Abstract 666: A novel, highly selective PI3Kδ inhibitor for the treatment of solid malignancies that express high levels of target protein as assessed by immunohistochemistry

The inhibition of PI3Kδ preferentially targets regulatory T cells and myeloid derived suppressor cells, breaking tumour-induced immune tolerance and restoring anti-tumour immunity. Bioinformatics and protein expression studies have shown that PIK3CD/PI3Kδ is also highly expressed in certain solid malignancies. IOA-244 is a novel, highly selective PI3Kδ inhibitor, with the unique property of being ATP non-competitive. In addition to the effects of PI3Kδ inhibition on the balance of CD8+ T cells and T regulatory cells in the tumour microenvironment, we have recently demonstrated that IOA-244 effectively controls the growth of tumour cells with high levels of PI3Kδ in vivo in T-cell deficient hosts. Analysis of TCGA datasets shows that certain solid tumours express high levels of PIK3CD transcript, comparable to that of diffuse large B cell lymphoma. Of these indications, cutaneous and uveal melanoma are amongst the highest expressers. To support the clinical development of IOA-244, we demonstrate that patient-derived melanoma cells with a high expression of PIK3CD are susceptible to treatment with IOA-244 in a mouse patient-derived xenograft model. Furthermore, in vitro explant studies using clinical biopsy material demonstrates that PI3Kδ expression can be detected in tumour tissue and that IOA-244 has an anti-proliferative function when added to these samples.
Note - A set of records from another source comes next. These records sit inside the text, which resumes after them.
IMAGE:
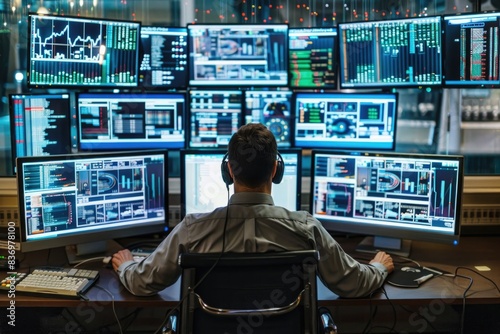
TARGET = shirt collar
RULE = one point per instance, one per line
(251, 198)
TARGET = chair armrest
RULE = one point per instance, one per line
(327, 325)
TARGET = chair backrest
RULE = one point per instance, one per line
(257, 293)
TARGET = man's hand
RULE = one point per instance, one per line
(120, 257)
(385, 259)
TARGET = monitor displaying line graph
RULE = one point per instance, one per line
(69, 51)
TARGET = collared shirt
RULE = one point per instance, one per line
(252, 223)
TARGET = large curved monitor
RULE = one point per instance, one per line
(238, 54)
(391, 53)
(67, 51)
(392, 196)
(76, 199)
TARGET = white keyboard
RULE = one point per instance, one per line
(61, 282)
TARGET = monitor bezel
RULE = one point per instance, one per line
(291, 99)
(336, 55)
(446, 54)
(13, 137)
(189, 113)
(380, 229)
(209, 84)
(184, 84)
(222, 152)
(112, 145)
(389, 85)
(160, 226)
(31, 84)
(331, 145)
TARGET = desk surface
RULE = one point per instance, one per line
(471, 252)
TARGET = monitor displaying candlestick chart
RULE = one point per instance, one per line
(74, 51)
(163, 57)
(471, 50)
(388, 195)
(41, 124)
(84, 198)
(403, 52)
(313, 57)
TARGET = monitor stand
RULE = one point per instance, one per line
(396, 246)
(81, 252)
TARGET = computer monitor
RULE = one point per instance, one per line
(214, 115)
(391, 53)
(41, 124)
(73, 52)
(79, 199)
(392, 196)
(471, 54)
(238, 54)
(313, 61)
(125, 121)
(164, 62)
(203, 190)
(365, 121)
(273, 108)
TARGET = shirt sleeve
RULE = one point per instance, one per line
(340, 272)
(159, 270)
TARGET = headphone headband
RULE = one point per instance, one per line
(228, 180)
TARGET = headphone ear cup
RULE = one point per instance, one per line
(280, 170)
(224, 170)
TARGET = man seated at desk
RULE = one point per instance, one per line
(251, 223)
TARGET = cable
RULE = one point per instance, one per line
(120, 330)
(464, 295)
(368, 328)
(208, 271)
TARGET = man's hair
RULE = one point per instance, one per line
(252, 154)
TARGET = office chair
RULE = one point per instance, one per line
(259, 293)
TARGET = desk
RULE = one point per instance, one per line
(472, 251)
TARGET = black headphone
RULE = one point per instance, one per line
(228, 180)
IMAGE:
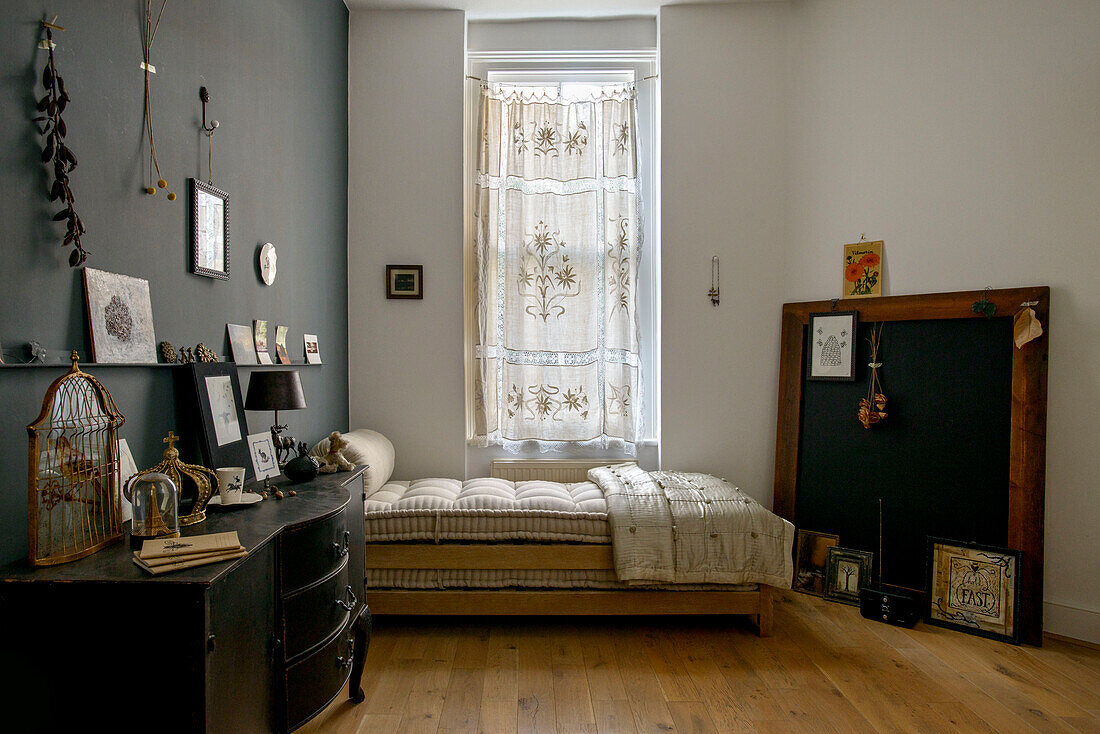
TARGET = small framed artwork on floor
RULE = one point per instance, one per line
(974, 588)
(810, 561)
(404, 281)
(846, 572)
(832, 352)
Based on these and other supporting data, IOA-244 has received clinical trial approval in Europe and phase I clinical testing is underway in solid tumours with an anticipated high Treg:CD8 ratio and/or high protein expression of PI3Kδ. Citation Format: Amy R. MacQueen, Giuditta Viticchie, Karolina Niewola, Francesca Finotello, Ian Powley, Pritom Shah, Lars van der Veen, Michael Lahn, Zoe Johnson. A novel, highly selective PI3Kδ inhibitor for the treatment of solid malignancies that express high levels of target protein as assessed by immunohistochemistry [abstract]. In: Proceedings of the Annual Meeting of the American Association for Cancer Research 2020; 2020 Apr 27-28 and Jun 22-24. Philadelphia (PA): AACR; Cancer Res 2020;80(16 Suppl):Abstract nr 666.